Sahne ist ein Naturprodukt. Jede Molkerei produziert Sahne und verpackt sie. Jede in einen anderen Verpackung: mal als Tetrapack, mal als Becher. Jede Verpackung sieht anders aus, aber überall ist Sahne drin. - Für Normalos ist Sahne halt die weiße Flüssigkeit in der Verpackung. Aber für Autisten ist Sahne oftmals etwas komplett anderes.

Sie sehen Sahne und die Verpackung (evtl. auch der Aufbewahrungsort und/oder der Platz im Laden) untrennbar als eine Einheit. Für sie ist Sahne nicht nur weiß und flüssig, sondern hat eine braune Verpackung mit roter Schrift, steht unten links im Vorratsregal und im Laden rechts neben dem Notausgang. Wenn sie nun Sahne holen sollen, so finden sie Sahne eben nicht im Regal, wenn sich die Verpackung geändert hat, die bevorzugte Verpackung nicht vorrätig ist, oder gar geschlagen im Kühlschrank steht. 

Für sie ist Sahne eben mehr, als nur der bloße Inhalt.
Bisweilen kommt es auch auf die Herstellungsverfahren und Tierhaltung, sowie viele andere Details an. Hier reicht es dann bisweilen, dass sie im Bio-Regal zu finden ist, unabhängig davon wie sie aussieht. Aber was tun, wenn es überhaupt keine Bio-Sahne gibt? Diese Frage stellt sich manchmal als knifflig heraus.

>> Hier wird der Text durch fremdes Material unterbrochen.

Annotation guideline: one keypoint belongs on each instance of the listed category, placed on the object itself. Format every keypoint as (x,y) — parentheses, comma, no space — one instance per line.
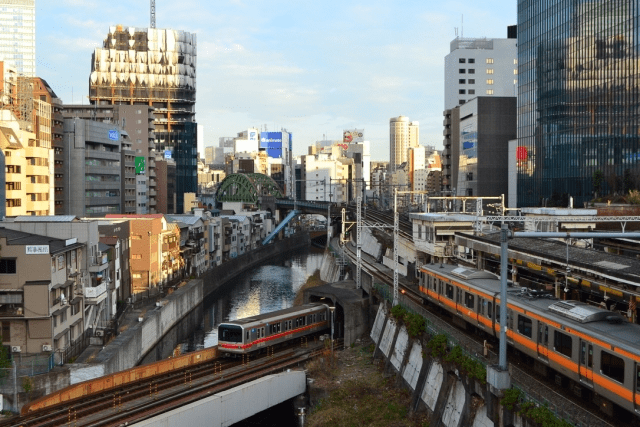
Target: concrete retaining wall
(128,348)
(452,399)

  Tipp: Kaufen Sie auch mal Sahne in einem anderen Geschäft, mit einer anderen Verpackung und weisen sie ihre Kinder auf die verschiedenen Formen und Verwendungsmöglichkeiten hin. Aber selbst wenn es dann bei Sahne funktioniert, heißt es noch lange nicht, dass es mit Schmand oder Milch oder auch nur mit einer neuen, unbekannten Sahneverpackung klappt. Manchmal hilft auch eine alternative Einkaufsmöglichkeit, wie etwa bestellen, damit immer genau das eine vorrätig ist. Einige Kinder können sich auch auf Alternativen einlassen, wenn sie vorher bekannt ist. (wir kaufen jetzt Sahne und wenn es die nicht gibt für die Soße, dann gibt es Fischstäbchen, oder ein anderes Lieblingsgericht).

Überraschungen

Mit Überraschungen ist es bei Autisten so eine Sache. Manchen macht die Überraschung, das Nicht-Wissen was man bekommt oder wohin der Ausflug gehen soll, so einen Stress, dass sie sich nicht mehr freuen können. Die Anspannung ist einfach zu groß. Wenn es dann soweit ist, dann können sie die Überraschung nicht mehr geniessen. Sagt  man allerdings vorher, was man schenkt, oder wohin der Ausflug geht, dann kann die Vorfreude genossen werden, bei Groß und Klein. So kann sich ganz darauf gefreut werden, ohne Quengeln der Kinder, denn sie sind dann zufrieden. Und wenn es dann soweit ist, dann ist dieFreude umso größer.

An diese Eigenart muss man sich sicherlich gewöhnen, denn im Allgemeinen möchte man ja jemanden überraschen. Hier liegt das Geschenk in der Vorfreude, dem Tag / Päcken selbst dann wenn es so weit ist.